Crítica | Até que a Música Pare
Cristiane Oliveira segue explorando o interior do Rio Grande do Sul em filme sobre luto, moral e espiritualidade
Assim como havia feito em seus dois primeiros longas, a diretora Cristiane Oliveira segue explorando o interior do Rio Grande do Sul em “Até que a Música Pare”, que estreia nesta quinta-feira (03/10) no circuito comercial. No entanto, diferentemente de seus trabalhos anteriores, “Mulher do pai” (2016) e “A primeira morte de Joana” (2023), que focavam em personagens mais jovens, agora a cineasta vai para o lado oposto.
Na trama, depois que o último filho sai de casa, Chiara (Cibele Tedesco), matriarca de uma família descendente de italianos, decide acompanhar o marido, Alfredo (Hugo Lorensatti), em suas viagens como vendedor pelos botecos da Serra Gaúcha. Uma tartaruga e baralhos de carta colocarão à prova mais de 50 anos de vida a dois.
Para quem se interessa por linguística, o grande atrativo do filme é o fato de ser rodado quase inteiramente no idioma Talian, língua brasileira surgida da mistura do português com os dialetos dos imigrantes que vieram do Norte da Itália para o Brasil. Por conta disso, o longa foi filmado em quatro cidades da Serra Gaúcha nas quais o idioma está presente: Antônio Prado, Veranópolis, Nova Roma do Sul e Nova Bassano.
Para além de uma decisão de produção, a presença do Talian é importante por dois motivos. Primeiro e mais óbvio por conta das intenções do roteiro, que promove choques culturais e linguísticos entre as personagens. E segundo porque mantém uma marca importante da obra da diretora, que é a de trabalhar histórias que se passam longe dos grandes centros urbanos, o que dá vazão a discussões de cunho moral em ambientes conhecidos por serem conservadores.
Neste contexto, a protagonista, uma senhora católica, está tentando lidar com a morte do filho Marco, que era formado em Filosofia, professor universitário, e não compartilhava da fé cristã da família. Tal elemento provocava brigas familiares, especialmente do filho com o pai. Em um desses episódios, o jovem saiu de casa e sofreu um acidente que o vitimou.
A resistência do esposo em aceitar que o filho pensava diferente é o estopim para que Chiara comece a questionar se só pode haver uma visão de mundo a partir do prisma religioso. As “provocações” trazidas pelo budismo – apresentado pelo namorado italiano de uma jovem da comunidade - leva a mulher a pensar que o filho falecido pode estar, de alguma forma, na tartaruga que o marido comprou para lhe fazer companhia.
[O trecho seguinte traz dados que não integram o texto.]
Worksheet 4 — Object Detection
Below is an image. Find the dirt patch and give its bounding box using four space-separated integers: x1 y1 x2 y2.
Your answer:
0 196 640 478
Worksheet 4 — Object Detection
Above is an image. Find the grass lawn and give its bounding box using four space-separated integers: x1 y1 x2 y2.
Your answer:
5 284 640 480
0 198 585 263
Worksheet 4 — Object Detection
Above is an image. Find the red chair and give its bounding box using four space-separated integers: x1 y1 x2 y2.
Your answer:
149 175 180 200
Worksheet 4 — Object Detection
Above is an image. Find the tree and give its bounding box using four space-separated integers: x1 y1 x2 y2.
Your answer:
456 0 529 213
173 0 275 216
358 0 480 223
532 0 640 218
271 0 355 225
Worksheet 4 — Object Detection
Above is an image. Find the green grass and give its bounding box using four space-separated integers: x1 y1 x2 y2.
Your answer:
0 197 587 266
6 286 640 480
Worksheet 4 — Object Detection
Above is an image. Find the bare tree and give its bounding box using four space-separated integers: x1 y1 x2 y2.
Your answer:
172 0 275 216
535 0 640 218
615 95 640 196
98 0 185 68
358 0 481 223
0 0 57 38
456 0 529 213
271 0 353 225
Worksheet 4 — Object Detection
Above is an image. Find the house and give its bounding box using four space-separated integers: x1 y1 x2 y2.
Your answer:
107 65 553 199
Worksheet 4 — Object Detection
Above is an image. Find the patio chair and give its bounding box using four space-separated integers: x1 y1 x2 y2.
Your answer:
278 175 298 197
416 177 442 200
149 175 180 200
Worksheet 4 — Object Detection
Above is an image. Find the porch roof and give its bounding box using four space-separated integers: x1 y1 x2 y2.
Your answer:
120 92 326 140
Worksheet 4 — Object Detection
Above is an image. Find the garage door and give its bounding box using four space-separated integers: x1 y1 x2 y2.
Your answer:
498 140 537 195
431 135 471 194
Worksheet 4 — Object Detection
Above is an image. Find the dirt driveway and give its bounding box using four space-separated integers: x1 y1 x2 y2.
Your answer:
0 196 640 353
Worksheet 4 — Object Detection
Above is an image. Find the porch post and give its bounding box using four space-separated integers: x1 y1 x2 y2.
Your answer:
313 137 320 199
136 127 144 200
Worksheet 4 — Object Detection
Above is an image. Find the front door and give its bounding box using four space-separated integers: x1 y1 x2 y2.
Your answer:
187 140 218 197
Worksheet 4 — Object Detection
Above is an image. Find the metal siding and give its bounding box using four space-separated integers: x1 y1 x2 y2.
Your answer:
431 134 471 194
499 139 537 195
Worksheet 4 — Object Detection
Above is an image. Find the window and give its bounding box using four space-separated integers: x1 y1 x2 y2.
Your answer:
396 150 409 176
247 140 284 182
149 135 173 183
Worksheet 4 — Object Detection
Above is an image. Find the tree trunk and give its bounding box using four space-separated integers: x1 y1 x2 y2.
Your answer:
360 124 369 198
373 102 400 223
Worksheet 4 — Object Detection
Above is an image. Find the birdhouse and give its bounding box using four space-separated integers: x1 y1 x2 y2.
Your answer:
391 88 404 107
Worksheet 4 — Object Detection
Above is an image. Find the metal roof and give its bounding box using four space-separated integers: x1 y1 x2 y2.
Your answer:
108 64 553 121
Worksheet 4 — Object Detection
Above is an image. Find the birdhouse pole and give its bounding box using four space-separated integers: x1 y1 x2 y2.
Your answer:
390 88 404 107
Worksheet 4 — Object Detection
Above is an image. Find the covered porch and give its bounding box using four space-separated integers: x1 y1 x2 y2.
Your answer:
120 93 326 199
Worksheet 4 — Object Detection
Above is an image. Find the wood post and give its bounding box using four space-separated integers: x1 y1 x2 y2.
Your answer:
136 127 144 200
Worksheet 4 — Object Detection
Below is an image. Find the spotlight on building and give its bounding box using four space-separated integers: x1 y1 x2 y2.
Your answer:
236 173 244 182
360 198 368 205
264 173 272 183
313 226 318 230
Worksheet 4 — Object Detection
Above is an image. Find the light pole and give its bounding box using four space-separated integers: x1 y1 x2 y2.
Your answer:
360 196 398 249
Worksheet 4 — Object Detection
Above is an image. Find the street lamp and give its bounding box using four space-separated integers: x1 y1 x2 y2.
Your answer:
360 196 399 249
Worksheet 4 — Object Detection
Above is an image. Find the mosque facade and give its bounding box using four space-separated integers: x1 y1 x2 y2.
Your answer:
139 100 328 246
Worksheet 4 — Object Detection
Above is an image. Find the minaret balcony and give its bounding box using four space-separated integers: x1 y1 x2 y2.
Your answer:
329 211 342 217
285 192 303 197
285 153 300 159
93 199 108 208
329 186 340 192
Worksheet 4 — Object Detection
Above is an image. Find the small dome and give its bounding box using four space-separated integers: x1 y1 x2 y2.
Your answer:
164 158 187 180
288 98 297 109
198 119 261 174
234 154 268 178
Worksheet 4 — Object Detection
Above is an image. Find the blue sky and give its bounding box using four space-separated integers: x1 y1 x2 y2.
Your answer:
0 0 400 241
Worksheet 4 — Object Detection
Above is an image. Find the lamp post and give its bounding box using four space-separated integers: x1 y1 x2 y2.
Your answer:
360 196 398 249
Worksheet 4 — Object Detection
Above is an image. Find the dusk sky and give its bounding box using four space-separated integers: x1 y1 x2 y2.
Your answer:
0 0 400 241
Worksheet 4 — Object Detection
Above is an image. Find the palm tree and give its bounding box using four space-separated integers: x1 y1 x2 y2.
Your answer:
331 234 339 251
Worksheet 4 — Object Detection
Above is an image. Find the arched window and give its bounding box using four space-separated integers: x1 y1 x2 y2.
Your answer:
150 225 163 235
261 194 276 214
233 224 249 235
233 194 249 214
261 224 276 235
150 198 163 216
Para ficar mais próxima dele (a), Chiara começa a acompanhar o esposo em suas entregas pela região, o que causa mais um choque: Alfredo comete crimes. Compra produtos sem nota fiscal, não está em dia com as declarações de Imposto de Renda e, para piorar a situação, não parece se importar com nada disso.
Ao mesmo tempo, o homem demonstra descontentamento com o noticiário político porque um deputado conservador do qual gosta está sendo “perseguido” pelas autoridades, que descobriram uma série de crimes.
Se a atitude e as convicções de Alfredo são reprováveis do ponto de vista moral e até mesmo criminal, isso significa que o homem também pode estar errado em relação às suas crenças? Do que vale ser cristão se comete crimes sem demonstrar nenhum pingo de remorso? E além disso tudo: faz sentido o céu católico existir?
É nessa dualidade entre teoria e prática que “Até que a Música Pare” encontra seus melhores momentos. Cibele Tedesco é uma excelente atriz e constrói uma personagem complexa, que busca se impor, da forma que pode, para enfrentar os dilemas que invadiram seu lar e lhe tiram o sono à noite. A dificuldade para dormir e o desconforto quase fantasmagórico que sente são elementos simbólicos dessa necessidade de mudança.
Apesar dos bons momentos, este é o filme mais simples da diretora em termos de forma, que se mostra um tanto rígida demais na condução de algumas cenas. Em “A primeira morte de Joana”, havia um esforço técnico para criar raccords gráficos e sonoros, por exemplo, o que dava um toque sensorial às descobertas da protagonista. Já “Mulher do Pai” abusava de planos longos, proporcionando a sensação de estar “longe demais das capitais” que tão bem faz ao filme.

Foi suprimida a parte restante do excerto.